Modeling will play a critically important role in my industrial biotechnology research platform. Mathematical models will be built to analyze, predict, optimize, and control the fermentation processes for each specific product. Different from the traditional kinetic models, metabolic flux analysis, mixing and mass transfer study results, together with the available fermentation data from bench to large scale will be used to build and validate my platform-based model. The model will be firstly used to choose and design a batch, fed-batch, or continuous fermentation process suitable for each specific product, based on the simulation results and economic analysis. After that, the model will be further used to optimize the designed fermentation process. Dynamic optimization principles (e.g. optimal control strategy) will be applied to maximize the titer, rate, and yield of the targeted product and minimize the cost of manufacturing (COM). At last, the model will be used to help scale-up the bioprocess by simulating and analyzing the fermentation performance under large-scale bioreactor conditions. In addition to the first principal models of cell growth, substrate consumption, and product formation, artificial intelligence (AI) may also be integrated in bioprocess modeling, optimization, and control.
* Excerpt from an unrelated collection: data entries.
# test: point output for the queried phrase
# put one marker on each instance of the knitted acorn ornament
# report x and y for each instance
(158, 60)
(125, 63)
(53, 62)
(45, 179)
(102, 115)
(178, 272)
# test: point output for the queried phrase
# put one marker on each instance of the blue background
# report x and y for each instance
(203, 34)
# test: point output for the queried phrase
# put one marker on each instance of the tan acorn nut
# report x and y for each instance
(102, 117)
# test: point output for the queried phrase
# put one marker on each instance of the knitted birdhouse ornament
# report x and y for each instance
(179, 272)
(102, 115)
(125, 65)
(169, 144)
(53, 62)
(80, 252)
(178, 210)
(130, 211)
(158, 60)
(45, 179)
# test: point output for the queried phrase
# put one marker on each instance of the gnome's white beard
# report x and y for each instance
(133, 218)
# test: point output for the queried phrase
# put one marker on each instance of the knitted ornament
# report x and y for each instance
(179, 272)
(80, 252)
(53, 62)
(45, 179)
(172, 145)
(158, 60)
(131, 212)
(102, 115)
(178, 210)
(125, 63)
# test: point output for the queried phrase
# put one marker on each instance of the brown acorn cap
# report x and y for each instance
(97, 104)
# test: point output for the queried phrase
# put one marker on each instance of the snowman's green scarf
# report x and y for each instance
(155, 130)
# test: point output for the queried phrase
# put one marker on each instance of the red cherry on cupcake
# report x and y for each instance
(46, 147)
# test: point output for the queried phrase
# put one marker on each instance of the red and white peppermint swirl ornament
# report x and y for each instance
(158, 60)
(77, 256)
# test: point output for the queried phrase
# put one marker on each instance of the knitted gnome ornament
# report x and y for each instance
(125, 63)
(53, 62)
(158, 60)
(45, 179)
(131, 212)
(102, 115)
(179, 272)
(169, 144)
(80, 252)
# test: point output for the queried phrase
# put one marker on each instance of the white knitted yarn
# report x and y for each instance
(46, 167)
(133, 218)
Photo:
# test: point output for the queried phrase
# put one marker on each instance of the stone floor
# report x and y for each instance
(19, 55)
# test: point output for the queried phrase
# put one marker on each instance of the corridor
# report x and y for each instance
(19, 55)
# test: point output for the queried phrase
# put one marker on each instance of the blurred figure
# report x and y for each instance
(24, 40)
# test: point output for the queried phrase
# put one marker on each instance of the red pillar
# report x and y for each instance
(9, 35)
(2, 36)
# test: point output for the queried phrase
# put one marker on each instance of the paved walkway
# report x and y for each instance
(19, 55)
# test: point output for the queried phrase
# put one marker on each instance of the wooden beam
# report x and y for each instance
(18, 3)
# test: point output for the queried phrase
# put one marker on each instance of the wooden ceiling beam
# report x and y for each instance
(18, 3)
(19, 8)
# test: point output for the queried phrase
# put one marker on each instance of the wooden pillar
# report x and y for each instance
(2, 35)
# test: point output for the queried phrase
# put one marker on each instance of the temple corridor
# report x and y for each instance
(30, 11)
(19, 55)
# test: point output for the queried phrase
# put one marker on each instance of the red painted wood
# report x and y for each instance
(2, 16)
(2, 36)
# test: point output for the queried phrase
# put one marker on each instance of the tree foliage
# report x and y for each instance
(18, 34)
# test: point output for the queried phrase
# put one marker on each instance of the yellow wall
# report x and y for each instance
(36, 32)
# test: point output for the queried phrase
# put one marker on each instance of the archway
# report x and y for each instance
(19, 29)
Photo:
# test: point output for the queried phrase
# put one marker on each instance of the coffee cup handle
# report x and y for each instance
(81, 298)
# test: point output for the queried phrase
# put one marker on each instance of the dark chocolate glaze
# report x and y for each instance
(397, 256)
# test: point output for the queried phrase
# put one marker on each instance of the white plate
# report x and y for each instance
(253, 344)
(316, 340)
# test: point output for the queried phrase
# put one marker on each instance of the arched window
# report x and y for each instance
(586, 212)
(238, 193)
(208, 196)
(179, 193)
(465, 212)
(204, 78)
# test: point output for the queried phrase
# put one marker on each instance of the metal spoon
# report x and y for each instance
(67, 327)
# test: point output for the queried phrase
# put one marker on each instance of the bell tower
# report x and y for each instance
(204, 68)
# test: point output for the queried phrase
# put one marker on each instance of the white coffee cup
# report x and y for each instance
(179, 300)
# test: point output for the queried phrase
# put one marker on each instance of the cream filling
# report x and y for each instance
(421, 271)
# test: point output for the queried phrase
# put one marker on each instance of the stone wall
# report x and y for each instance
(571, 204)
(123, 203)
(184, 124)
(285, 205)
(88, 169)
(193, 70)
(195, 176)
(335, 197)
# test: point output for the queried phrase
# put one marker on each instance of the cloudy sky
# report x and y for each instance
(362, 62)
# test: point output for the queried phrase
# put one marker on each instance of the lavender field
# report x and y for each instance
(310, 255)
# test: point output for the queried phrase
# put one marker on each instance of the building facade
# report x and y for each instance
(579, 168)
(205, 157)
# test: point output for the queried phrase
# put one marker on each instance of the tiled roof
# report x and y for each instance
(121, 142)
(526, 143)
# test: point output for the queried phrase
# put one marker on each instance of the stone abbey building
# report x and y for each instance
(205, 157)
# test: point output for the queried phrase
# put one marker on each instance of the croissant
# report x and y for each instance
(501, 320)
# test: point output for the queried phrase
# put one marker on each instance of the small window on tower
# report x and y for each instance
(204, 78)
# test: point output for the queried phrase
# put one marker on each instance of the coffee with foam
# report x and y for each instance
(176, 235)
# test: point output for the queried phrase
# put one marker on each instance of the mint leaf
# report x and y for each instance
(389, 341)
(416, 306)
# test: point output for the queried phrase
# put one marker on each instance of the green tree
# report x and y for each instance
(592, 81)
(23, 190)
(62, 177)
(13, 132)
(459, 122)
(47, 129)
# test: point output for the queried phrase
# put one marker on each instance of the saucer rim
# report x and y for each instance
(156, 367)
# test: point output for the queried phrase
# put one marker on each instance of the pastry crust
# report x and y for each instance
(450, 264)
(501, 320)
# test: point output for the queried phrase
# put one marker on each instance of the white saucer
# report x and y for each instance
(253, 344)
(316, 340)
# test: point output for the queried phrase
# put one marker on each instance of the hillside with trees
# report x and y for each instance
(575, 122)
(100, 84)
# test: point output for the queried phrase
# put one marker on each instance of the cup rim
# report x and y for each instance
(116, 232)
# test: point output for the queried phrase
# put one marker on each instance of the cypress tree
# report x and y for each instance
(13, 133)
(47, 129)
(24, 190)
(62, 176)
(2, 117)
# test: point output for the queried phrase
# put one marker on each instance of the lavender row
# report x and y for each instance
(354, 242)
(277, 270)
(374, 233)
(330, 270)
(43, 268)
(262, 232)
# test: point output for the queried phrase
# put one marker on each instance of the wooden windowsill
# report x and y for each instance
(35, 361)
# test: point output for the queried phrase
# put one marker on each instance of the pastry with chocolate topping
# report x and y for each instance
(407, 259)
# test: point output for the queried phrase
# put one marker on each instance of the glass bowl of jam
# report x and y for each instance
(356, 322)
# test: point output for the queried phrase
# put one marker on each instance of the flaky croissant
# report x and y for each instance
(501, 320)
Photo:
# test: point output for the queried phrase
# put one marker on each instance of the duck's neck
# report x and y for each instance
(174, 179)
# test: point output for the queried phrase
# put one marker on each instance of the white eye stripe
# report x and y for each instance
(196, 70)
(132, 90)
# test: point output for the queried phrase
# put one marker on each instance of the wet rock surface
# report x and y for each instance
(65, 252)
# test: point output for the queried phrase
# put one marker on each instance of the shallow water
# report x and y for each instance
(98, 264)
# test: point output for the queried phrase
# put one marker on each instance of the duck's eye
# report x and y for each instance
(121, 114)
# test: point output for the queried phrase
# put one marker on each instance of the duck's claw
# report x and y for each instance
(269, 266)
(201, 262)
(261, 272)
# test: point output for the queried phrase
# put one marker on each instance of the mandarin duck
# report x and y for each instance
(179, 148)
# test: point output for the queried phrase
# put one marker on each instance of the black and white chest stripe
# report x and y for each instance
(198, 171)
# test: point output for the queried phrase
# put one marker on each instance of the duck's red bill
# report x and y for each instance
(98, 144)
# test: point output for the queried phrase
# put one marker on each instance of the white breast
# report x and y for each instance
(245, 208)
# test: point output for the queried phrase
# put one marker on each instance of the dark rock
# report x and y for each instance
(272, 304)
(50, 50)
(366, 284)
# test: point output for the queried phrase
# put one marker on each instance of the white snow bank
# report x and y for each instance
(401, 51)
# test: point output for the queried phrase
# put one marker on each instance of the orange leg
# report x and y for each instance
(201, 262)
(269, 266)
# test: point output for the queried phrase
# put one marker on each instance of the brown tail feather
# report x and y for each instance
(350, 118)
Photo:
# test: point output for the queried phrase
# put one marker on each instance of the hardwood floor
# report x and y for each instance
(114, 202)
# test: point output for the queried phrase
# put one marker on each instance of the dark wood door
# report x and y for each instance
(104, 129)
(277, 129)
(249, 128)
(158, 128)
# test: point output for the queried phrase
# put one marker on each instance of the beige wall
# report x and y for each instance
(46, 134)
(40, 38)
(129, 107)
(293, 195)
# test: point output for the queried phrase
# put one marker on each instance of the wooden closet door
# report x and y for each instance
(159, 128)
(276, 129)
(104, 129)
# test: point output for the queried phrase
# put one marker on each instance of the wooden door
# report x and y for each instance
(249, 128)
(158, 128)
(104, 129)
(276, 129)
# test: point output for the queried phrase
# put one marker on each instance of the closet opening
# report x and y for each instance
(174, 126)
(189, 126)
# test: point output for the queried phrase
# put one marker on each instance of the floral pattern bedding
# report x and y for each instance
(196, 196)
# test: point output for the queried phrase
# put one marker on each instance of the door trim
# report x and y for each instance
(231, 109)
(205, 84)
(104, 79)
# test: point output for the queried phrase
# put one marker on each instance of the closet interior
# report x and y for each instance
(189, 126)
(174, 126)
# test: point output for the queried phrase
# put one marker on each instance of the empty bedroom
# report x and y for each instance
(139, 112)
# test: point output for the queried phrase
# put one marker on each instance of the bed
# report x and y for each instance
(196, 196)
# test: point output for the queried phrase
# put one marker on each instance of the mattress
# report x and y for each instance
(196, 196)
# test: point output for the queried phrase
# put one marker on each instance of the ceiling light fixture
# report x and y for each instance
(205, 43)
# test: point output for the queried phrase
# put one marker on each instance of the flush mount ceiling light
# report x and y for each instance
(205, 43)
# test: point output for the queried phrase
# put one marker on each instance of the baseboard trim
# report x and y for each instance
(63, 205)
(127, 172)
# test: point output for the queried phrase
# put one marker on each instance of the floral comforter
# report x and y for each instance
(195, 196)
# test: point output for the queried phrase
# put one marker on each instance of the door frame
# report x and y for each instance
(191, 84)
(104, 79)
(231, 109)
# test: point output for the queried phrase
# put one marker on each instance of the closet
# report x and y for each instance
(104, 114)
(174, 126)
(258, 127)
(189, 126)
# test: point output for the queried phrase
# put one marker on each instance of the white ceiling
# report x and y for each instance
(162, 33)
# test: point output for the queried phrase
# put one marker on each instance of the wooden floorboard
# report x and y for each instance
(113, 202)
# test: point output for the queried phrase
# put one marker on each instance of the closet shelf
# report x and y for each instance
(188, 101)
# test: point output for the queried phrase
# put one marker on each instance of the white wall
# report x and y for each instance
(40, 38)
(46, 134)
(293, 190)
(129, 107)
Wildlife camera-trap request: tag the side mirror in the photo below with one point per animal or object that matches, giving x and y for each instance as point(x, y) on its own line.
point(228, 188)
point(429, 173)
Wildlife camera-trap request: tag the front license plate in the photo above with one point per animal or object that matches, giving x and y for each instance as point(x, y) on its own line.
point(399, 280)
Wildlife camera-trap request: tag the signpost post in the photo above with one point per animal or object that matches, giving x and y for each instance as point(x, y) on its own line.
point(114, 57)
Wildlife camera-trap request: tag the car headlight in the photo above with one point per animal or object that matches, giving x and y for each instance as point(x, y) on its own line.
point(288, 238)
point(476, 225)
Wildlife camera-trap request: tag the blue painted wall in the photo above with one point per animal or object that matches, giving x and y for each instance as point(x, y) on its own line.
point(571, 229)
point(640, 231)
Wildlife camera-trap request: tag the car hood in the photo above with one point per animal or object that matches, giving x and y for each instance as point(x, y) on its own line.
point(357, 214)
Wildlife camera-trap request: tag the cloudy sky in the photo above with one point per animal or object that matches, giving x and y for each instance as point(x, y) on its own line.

Computational Fluid Dynamics (CFD) provides detailed simulation of hydrodynamics, mixing, and mass transfer in a bioreactor that cannot be easily measured by experiments. The bioreactor system consists of multiple phases (gas, aqueous medium, cells, and organic phase such as lipid droplets) with changes due to bioreactions. We plan to first conduct CFD simulation for multi-phase physical behaviors. After that, bioreactions including cell growth, nitrogen consumption, oxygen uptake, carbon source (such as glucose) consumption, CO2 evolution, and product formation will be integrated in the overall bioreactor simulations. In future, we hope the CFD can be upgraded to simulate the intracellular biochemical responses to bioreactor local environment. Also, cell-to-cell communications and interactions may fit to our further interests.
Current biomanufacturing process is still far below its maximum potential due to the limitations in bioreactor’s capability and the sensitivity of microbial or mammalian cells to the stresses in a bioreactor environment. This issue becomes more severe in commercial-scale bioreactors due to the inhomogeneous mixing and mass transfer, especially for biomanufacturing under high cell density conditions. For example, the typical mixing time in a lab-scale bioreactor is within seconds, while this may increase to 2-3 minutes in a commercial scale bioreactor. The limitations in mixing and mass transfer may lead to significantly underperformed biomanufacturing at large scales. To mitigate the scale-up risks and understand better the effect of key process variables on cell growth and the product formation at large scales, we aim to provide a novel and general scale-down technology that will use a new multi-block scale-down model to reveal the limitations and inhomogeneity in large scale bioreactors, and then to further use the model-guided scale-down experiments and improve large-scale bioreactor design and operations.
Specifically, a large-size bioreactor vessel is approximated by a reaction system consisting of multiple interconnected blocks (compartments) with each block assumed homogenous condition by averaging individual variables in it. The average gas and liquid flows and mass transfer coefficients in each block are predetermined by computational fluid dynamics (CFD) simulations. Cell culture and fermentation model will then be applied to the multi-block reaction system to simulate the overall bioreactor performance. This scale-down technology platform will eventually lead to significantly improved productivity with consistent quality at large scales.